September is marked by “back-to-school” excitement — a time of fresh starts and renewal, as college freshmen make their way to campus and returning students settle back into familiar routines.
Attending college is a pivotal, life-changing time for students and their parents. For students, it’s marked by growth, change and a newfound sense of independence. For parents, college means adjusting to a new relationship with their young adults and finding the balance between being actively involved and hands off.
As the role of parents evolves, they transition from omnipresent protectors to trusted advocates and advisers, helping their college kids maneuver unfamiliar new territory, including health care and money management.
Health care advocacy
In the excitement of going to college, parents and students often do not consider the real-world implications of children becoming legal adults, including how coming of age affects medical decision-making. Accidents and emergencies are an unfortunate part of life, but planning for the worst is a way to alleviate additional stress and frustration if the unexpected occurs.
Parents ought to devise a plan of action should your college student become ill, injured or incapacitated while away at school. Completing a few key documents — including Health Insurance Portability and Accountability Act Authorization, which grants you access to your child’s health status; Healthcare Power of Attorney, naming you as “medical agent,” giving you the ability to make informed medical decisions; and General Durable Power of Attorney, naming you as “agent” providing you authorization to make financial decisions on your child’s behalf — will give you oversight and allow you to act quickly in the event of medical emergencies.
It’s important to update these forms annually and ensure they are accepted by the school. For students attending out-of-state schools, it is important to have separate documents in both the student’s home state and college state.

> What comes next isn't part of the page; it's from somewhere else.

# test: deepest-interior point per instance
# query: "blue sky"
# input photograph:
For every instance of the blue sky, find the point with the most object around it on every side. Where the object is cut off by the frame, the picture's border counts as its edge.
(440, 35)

Developing sound money management skills is a major stepping stone on the way to adulthood, so transitioning financial responsibilities to your college-bound daughter or son is vitally important. Establish a set of financial guidelines to prevent unsustainable spending and burdensome debt down the line.
To avoid a full-blown financial crisis, here are tips you and your student can adopt:
1. Establish a written budget. Even if parents are contributing to or funding their college student’s expenses, creating a workable monthly budget with spending and saving guidelines will help college students form sound financial habits. Encourage open and regular communication about financial priorities and expectations — college is an expensive experience and a student’s accountability to a budget and responsibility for their spending decisions is part of their learning experience.
Inevitably, most college students will make money mistakes; it’s important to allow them to right their course on their own instead of simply bailing them out. Having a plan for financial setbacks can help students manage mishaps down the line.
2. Assign budgeted expenses to specific payment methods. Control variable spending by exclusively using a debit card for eating out, entertainment and incidental expenses. Having access to only the funds in their account can help students stick to a budget. If your child has access to your debit card, create clear guidelines for expenses that will be covered.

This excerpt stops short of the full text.